High entropy materials for oxygen electrocatalysis

Oxygen electrocatalysis, including the oxygen evolution and reduction, is the key part in the energy framework with hydrogen as an energy carrier. However, current oxygen electrocatalysts cannot meet the highly efficient conversion between chemical energy (electrolyzer) and electricity (hydrogen fuel cells). Thus, developing high efficient, stable and low-cost oxygen electrocatalyst is the main challenge. High-entropy materials offer a new perspective on developing advanced oxygen electrocatalysts because of synergy effects among multiple components, offering possibilities to break the property limits of traditional materials in the catalysis field. Here, this research, with the research targets of high-entropy materials, aims to develop new oxygen electrocatalysts for oxygen evolution and reduction reaction, and try to solve the issues in oxygen electrocatalysts mentioned above.

Due to four-electron transfer, the oxygen evolution reaction (OER) results in sluggish reaction kinetics, thereby challenging the development of advanced electrolyzer technologies. Ruthenium and iridium-based materials have been recognized as good catalysts in the OER, but their high cost and scarcity impede large-scale applications of electrolyzers.

Thus, given the above consideration, the first part of this thesis focuses on fabricating new low-cost OER catalysts and understanding the relationship between their physical properties and OER activity. More specifically, highentropy metal-organic frameworks (HEMOFs) OER catalysts were synthesized by introducing multi-metal nodes into single metal MOFs. Based on this type of OER catalyst, three main questions are thus addressed, namely i) the influence on electronic structures when introducing multi-metal nodes into MOFs, ii) identifying possible metal catalytic sites in HEMOFs and iii) the main factors affecting the electrocatalytic activity of prepared catalysts. Moreover, the optimized Co-Rich-HEMOFs has an overpotential of 310 mV and a current density of 38 mA cm^-2 at 1.6 V vs. RHE.

The second part is to develop new electrocatalysts for the oxygen reduction reaction (ORR), a bottleneck reaction where chemical energy is converted into electricity in hydrogen fuel cells. In this part, a new facile method combining a solid-state thermal reaction and a carbonization process is employed to synthesize high-entropy alloys (HEAs) encapsulated in hollow carbon tubes, thereby breaking the limitations associated with the wet-chemistry method. The leading research can be divided as follows. First, the synthesis parameters of the catalyst were optimized, including carbonization temperature, as well as the ratio of organic carbon sources and introduced metal elements. Second, ORR activity was measured by electrochemical analytical techniques performed in 0.1 M KOH. The influence of crystal structure, specific surface area (SSA) and degree of graphitization on ORR activity was analyzed. Moreover, the in situ X-ray diffraction method was used to study the HEA formation process, such as the observed formation temperature of HEAs (908 K). Finally, electrochemical tests indicate that the optimized HEAs can maintain a 100% current after 10 hours of operation, revealing good stability in ORR.

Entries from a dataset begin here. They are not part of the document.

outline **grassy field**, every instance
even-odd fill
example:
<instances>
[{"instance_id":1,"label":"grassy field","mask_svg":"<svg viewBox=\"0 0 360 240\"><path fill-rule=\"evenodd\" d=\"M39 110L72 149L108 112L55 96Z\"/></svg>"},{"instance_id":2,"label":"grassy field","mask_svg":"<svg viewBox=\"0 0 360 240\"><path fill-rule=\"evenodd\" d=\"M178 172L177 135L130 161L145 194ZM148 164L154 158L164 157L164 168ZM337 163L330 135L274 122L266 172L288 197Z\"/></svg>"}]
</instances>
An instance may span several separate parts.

The third part focuses on understanding the effects of particle size and metal-rich types on ORR activity for HEA catalysts based on the method developed in the second part. More specifically, by changing the introduced transition metal content (Mn, Fe, Co and Ni), HEA particle sizes can be tailored. The electrochemical results reveal that particle size and metal-rich types affect ORR activity. Specifically, the HEAs with small particle size and Fe-rich type tend to obtain good ORR activity. In addition, the difference in terms of catalytic activity between HEAsand single metal particles by using Fe in the control samples is investigated. The electrochemical result reveals that Fe-Rich-HEAs(1-16) ensures good performance with an E_1/2 of 0.861 V vs. RHE in a 0.1 M KOH solution. These findings offer new references for fabricating new oxygen electrocatalysts and illustrate the potential application of high-entropy materials in catalysis field.